Ten hands went up. I felt my heart pound as I kept my hand on my lap. Maria-Teresa glanced at me for a second when she saw that I was one of the bleeding hearts, but looked away without showing any reaction. I leaned forward and turned to my left, looking toward Mathilda, but saw that her hand was raised higher than anyone else’s and was actually waving vigorously. I turned right and saw that the other dissenter was Dwight, the defense-plant investigator and our foreman.
I wasn’t the only one who was surprised. Most of the others glanced curiously at the two of us out of the corner of their eyes, except for Roy, who shook his head and made a snickering noise, and Mrs. Friedman, who stared at me as if to say that she knew all along because it fit perfectly with everything else she knew about me.
“Do you want to start?” Dwight asked me.
“I was hoping you would—I’m not sure I can put an argument together just now,” I said. He laughed easily and said that he had the same problem. I asked to see the copy of the judge’s instructions. I wasn’t sure what I was looking for; I was really only stalling for time. I read it over, but the excruciating pressure made it impossible to think. The words jumped around on the page, so that by the time I got to the end of a sentence, I couldn’t remember how it had begun. I closed my eyes and took a deep breath, but it didn’t help. “I’m sorry,” I said, “I’m having difficulty concentrating.”
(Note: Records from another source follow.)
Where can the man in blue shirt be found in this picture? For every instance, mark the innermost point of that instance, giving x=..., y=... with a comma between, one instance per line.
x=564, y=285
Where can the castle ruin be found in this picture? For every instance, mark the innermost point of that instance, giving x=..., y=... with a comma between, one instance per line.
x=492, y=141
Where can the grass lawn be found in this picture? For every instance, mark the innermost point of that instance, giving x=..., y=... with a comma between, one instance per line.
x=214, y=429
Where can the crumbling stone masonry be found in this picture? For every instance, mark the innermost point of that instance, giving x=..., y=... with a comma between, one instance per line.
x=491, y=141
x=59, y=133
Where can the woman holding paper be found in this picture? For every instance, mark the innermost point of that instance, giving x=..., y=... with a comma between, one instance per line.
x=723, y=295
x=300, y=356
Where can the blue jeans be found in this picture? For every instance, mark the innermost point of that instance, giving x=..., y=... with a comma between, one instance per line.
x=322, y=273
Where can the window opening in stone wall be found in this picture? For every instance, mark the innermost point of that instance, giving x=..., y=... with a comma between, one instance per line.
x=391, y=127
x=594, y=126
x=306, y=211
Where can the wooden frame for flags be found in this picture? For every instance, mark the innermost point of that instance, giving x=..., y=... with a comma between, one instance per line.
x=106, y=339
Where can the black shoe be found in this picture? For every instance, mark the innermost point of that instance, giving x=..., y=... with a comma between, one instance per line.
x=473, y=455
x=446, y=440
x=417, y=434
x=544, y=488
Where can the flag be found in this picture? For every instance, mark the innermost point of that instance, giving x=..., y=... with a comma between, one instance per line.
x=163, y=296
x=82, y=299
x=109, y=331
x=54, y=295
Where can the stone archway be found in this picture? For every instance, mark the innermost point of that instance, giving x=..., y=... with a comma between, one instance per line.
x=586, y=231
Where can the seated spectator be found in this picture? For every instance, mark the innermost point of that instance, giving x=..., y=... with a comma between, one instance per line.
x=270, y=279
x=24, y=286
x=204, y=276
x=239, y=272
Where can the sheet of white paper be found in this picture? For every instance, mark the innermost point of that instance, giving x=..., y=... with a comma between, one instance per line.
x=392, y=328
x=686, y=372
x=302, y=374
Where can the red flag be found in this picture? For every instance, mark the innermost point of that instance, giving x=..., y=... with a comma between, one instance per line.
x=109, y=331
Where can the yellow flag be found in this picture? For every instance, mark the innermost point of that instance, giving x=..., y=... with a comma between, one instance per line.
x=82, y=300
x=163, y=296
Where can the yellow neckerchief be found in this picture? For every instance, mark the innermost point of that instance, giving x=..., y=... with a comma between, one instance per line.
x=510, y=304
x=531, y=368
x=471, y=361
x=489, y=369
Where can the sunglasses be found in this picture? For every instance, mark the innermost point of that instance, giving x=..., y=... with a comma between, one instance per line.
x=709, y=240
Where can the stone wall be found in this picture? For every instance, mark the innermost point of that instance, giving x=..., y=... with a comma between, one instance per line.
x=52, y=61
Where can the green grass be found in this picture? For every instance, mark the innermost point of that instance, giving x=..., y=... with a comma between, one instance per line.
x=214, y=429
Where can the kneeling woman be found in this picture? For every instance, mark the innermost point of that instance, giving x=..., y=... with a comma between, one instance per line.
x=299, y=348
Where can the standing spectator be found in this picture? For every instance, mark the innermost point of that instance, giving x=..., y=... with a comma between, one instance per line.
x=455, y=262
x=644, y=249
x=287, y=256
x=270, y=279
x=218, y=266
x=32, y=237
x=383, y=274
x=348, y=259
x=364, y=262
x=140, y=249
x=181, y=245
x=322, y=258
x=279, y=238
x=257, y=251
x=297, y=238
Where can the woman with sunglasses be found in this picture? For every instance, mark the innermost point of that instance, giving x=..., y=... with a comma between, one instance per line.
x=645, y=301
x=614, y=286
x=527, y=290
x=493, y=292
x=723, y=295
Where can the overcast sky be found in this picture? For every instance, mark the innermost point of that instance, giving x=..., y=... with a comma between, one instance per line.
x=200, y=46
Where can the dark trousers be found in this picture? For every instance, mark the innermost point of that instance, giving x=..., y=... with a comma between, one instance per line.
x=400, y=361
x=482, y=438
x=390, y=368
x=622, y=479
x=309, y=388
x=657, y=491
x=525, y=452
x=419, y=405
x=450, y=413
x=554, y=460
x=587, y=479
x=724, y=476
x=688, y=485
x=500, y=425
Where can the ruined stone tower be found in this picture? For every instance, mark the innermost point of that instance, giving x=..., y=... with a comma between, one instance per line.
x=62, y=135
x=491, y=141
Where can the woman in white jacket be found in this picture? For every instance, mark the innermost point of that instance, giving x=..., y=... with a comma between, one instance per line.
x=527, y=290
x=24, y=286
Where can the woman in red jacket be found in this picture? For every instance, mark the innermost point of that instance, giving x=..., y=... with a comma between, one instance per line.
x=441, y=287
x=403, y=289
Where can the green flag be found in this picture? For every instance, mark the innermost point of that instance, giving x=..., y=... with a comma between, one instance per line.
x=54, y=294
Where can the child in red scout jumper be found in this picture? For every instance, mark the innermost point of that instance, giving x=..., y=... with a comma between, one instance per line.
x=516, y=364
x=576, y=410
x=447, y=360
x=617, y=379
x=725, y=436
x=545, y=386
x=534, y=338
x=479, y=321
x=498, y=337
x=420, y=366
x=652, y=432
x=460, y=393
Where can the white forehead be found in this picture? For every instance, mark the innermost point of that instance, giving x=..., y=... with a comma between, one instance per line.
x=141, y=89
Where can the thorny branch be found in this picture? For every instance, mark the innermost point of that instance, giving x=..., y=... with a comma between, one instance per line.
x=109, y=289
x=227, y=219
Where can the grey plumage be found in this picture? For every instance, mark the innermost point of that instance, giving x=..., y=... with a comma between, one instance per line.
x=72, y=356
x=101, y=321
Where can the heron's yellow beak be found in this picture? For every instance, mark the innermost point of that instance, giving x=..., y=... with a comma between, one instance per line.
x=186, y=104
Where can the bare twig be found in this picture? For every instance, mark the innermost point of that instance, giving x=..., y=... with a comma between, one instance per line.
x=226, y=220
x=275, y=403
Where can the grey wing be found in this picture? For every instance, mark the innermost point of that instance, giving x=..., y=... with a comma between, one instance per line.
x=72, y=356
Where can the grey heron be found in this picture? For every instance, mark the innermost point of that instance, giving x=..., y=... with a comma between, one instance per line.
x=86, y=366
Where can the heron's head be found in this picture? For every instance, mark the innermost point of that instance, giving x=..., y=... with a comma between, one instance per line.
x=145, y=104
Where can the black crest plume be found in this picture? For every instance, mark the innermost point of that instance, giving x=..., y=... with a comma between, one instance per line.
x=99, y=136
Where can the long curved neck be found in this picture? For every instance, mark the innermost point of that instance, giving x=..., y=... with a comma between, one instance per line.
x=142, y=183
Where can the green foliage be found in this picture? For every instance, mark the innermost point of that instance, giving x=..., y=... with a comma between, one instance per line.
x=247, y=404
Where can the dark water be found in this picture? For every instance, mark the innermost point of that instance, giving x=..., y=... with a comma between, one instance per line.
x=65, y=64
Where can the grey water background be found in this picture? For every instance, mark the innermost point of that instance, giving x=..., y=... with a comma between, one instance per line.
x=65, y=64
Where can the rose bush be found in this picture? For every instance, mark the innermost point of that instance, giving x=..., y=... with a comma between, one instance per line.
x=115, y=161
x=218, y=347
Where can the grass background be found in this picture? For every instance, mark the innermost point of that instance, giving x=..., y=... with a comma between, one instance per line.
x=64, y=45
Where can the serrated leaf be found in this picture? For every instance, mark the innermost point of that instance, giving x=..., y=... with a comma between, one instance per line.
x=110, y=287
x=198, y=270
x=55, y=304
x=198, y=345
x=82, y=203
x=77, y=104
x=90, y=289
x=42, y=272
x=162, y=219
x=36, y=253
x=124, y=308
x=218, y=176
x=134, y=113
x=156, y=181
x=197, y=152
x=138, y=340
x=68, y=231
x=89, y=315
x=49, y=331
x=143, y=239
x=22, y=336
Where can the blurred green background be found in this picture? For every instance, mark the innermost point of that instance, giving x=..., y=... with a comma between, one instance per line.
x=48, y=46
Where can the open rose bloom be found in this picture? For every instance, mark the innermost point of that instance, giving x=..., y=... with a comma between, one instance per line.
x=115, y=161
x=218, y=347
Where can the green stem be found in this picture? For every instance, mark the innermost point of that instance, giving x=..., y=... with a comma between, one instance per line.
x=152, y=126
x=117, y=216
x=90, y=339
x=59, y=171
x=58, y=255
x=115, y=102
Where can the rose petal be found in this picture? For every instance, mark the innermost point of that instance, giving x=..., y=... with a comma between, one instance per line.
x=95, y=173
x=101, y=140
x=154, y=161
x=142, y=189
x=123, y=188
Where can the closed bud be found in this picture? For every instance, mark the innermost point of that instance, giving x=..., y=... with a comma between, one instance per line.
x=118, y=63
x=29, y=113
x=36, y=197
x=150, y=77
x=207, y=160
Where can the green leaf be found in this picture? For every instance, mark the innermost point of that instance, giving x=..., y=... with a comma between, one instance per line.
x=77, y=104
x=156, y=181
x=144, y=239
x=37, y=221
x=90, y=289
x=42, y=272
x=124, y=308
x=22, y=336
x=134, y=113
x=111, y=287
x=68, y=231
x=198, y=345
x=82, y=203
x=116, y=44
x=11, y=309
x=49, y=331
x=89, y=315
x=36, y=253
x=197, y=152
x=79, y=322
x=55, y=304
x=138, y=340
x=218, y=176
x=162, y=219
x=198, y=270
“Nobody said we had to do it in ten minutes or under,” Rose said helpfully. “Should we break for a few minutes? That way you guys could have some time to think, and I know at least two of us could use a cigarette.” She smiled at Maria-Teresa.
As the others milled around or went to the rest rooms, I closed my eyes and tried to think—What is it? What was I seeing that the others weren’t? Or what
wasn’t
I seeing? Why wasn’t I just voting guilty; I could not have cared less about Philip Weber at this point. I wanted to know what made Dwight change his mind, but he’d been one of the first out of the room at the break.
I looked at the judge’s instructions again. If I wasn’t truly certain that Weber was insane, I had to go along with the others. And I wanted to go along with the others. I wanted the trial to end as much as I’d ever wanted anything. What was it, I wondered, that made me feel so strongly that Weber was insane?
The harder I tried to concentrate, the more my mind darted around uselessly. I leaned back in the chair and rubbed my forehead, then my temples and eyes. I decided to put the whole issue aside for a few minutes; I wasn’t getting anywhere, and I needed to get away from it, even if only for a short time.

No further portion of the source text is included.